South of the pier is the area known as Puerto Viejo ("old port" ), where all the holiday homes are and where most of the surfing takes place (left breaks). To the north of the pier, the beach is much longer, less curved and much sandier. There are no holiday homes on it and in the winter is empty. During the summer, it is popular with campers and day-trippers. It is possible to surf here too, when the swell is high, particularly adjacent to the pier, where the waves are fast and the rides tend to be short. .

Cerro Azul's main feature is the pier which was built by a British company around 1900 for the export of locally grown cotton. The pier has been disused for over 60 years and is now frequented by fishermen and tourists and is one of the main tourists attractions.
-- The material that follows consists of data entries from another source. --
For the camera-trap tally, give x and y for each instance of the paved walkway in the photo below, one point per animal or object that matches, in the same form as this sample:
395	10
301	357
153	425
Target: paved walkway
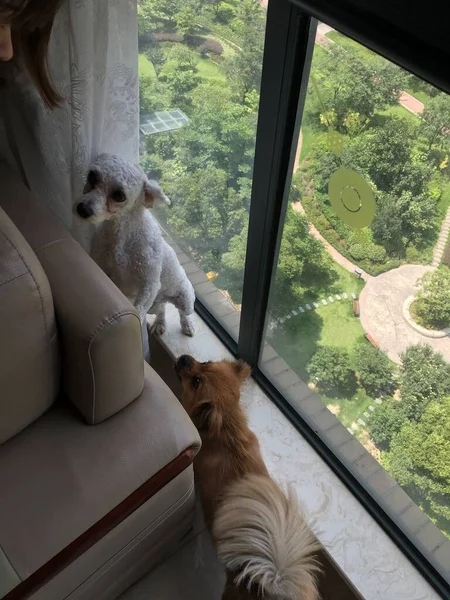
381	302
442	240
336	256
410	103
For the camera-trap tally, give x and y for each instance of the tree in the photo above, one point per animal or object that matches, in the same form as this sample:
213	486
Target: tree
221	133
187	16
386	155
330	367
244	67
205	212
387	226
436	119
152	13
373	368
352	86
180	82
419	459
401	220
386	420
156	56
433	299
425	378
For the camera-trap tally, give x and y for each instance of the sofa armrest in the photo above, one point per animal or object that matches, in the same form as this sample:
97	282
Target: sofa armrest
93	482
99	329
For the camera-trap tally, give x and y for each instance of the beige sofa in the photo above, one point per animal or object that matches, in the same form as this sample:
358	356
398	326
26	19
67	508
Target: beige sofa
96	482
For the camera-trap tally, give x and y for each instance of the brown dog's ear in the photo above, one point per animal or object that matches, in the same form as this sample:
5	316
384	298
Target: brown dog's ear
242	369
153	193
208	417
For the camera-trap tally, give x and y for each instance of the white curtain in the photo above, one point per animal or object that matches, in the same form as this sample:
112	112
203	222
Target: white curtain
94	64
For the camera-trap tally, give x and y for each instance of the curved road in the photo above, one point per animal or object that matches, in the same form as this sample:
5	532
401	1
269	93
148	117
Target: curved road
381	303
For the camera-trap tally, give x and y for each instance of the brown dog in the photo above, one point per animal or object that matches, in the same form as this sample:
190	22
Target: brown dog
259	532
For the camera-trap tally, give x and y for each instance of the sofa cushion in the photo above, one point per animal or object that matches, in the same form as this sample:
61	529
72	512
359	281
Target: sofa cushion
99	329
29	371
63	476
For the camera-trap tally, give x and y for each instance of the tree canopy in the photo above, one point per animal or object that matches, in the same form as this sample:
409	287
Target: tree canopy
419	459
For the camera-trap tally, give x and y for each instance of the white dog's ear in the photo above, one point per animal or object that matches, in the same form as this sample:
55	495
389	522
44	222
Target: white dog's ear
153	193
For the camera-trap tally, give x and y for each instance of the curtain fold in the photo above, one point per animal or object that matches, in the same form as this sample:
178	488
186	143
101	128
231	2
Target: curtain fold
93	60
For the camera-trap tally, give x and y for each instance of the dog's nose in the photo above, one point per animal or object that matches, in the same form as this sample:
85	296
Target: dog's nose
183	362
84	210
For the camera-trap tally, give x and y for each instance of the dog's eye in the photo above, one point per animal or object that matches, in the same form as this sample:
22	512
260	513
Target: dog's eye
118	196
92	178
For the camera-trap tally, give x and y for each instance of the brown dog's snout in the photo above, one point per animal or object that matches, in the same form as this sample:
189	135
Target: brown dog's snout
184	362
85	210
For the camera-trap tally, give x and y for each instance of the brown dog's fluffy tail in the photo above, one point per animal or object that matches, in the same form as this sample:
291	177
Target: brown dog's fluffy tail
262	537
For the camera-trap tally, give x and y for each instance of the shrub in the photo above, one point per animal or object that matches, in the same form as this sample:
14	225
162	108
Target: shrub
385	422
373	368
166	37
376	253
433	300
426	377
446	256
198	42
359	251
330	367
213	46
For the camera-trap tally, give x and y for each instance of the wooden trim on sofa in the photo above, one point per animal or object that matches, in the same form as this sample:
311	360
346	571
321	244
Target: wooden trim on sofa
106	524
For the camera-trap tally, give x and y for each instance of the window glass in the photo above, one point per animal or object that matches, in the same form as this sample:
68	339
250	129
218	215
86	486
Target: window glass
200	70
360	307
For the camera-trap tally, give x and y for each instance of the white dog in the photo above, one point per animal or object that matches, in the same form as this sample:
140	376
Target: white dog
128	244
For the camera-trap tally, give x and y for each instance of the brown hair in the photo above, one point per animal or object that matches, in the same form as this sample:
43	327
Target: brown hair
32	22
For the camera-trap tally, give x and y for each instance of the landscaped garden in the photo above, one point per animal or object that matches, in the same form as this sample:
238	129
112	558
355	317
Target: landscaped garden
206	59
403	157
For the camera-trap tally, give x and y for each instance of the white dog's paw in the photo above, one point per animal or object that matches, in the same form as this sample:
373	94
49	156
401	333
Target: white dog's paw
187	327
158	327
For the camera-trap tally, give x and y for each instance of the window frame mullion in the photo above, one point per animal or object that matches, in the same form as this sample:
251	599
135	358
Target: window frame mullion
289	44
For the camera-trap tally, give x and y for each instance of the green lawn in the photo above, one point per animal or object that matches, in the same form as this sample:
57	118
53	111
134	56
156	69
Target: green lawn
400	111
349	410
444	200
146	68
330	325
207	69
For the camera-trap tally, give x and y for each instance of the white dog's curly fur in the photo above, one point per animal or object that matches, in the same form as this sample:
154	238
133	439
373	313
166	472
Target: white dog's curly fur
128	244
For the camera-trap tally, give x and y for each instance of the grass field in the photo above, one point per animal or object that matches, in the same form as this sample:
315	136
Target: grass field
206	68
444	200
331	325
400	111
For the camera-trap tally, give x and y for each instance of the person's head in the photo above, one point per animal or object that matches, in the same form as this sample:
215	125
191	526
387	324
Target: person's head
25	28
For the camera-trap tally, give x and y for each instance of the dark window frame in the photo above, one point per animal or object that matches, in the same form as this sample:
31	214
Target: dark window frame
288	52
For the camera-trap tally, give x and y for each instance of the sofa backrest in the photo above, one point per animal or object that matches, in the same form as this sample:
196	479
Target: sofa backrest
29	369
99	330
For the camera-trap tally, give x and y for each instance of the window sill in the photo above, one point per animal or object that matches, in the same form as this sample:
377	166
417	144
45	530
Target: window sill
373	564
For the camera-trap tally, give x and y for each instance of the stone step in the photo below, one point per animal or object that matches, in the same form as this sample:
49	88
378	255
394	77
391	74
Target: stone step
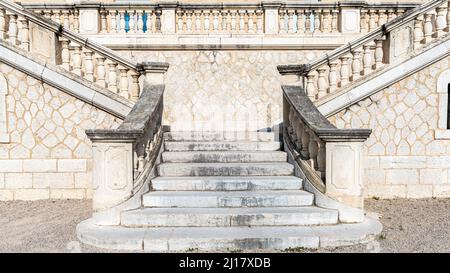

The village also has an attractive main square and the remains of Pre-Inca mud buildings, half buried by sand between two hills which are made from the blue rock that gives the village its name. The other hill features a derelict lighthouse from the days when the area functioned as a port. It sits above craggy, vertical, dangerous cliffs, where birds in the area make their nests. Of note is the Inca tern, a bird endemic to the Humboldt Current, which sweeps the Peruvian coast. Other wildlife of note commonly seen in the area: porpoises, pelicans, sea lions, herons and, on rare occasions, sharks. The village prides itself in catching the largest shark in Peruvian history (in 1989), a 5m long great white. Behind the village, across the Pan-American Highway, are fields and winding valleys in the foothills of the Andes.

History 

In pre-Columbian times, Cerro Azul was the site of a fishing village of the Kingdom of Warku. Warku was contemporaneous with the Chimú culture to the north. The Kingdom of Warku was hierarchical; at Cerro Azul elites lived in large compounds while commoners lived in smaller structures. All residences at Cerro Azul included rooms for drying fish. The dried fish could later be traded for goods from outside the village. Elite residences included a brewery that contained large hearths and gigantic vessels to store the chicha (corn beer) that could be served during feasts.

The town was subdued by the Inca Pachacutec who ordered to build a stone fortress (Fortaleza de Cerro Azul), with steps down to the sea in honor of his victory and a symbol of his absolute power. This fort was as grand and magnificent as the Sacsayhuaman fortress according to Cieza and some historians.

In 1830 it is issued a decree which temporarily enables the Port of Cerro Azul for the coasting trade, i.e. to allow landlocked products in the valley of Cañete, as well as the production of the guano islands nearby.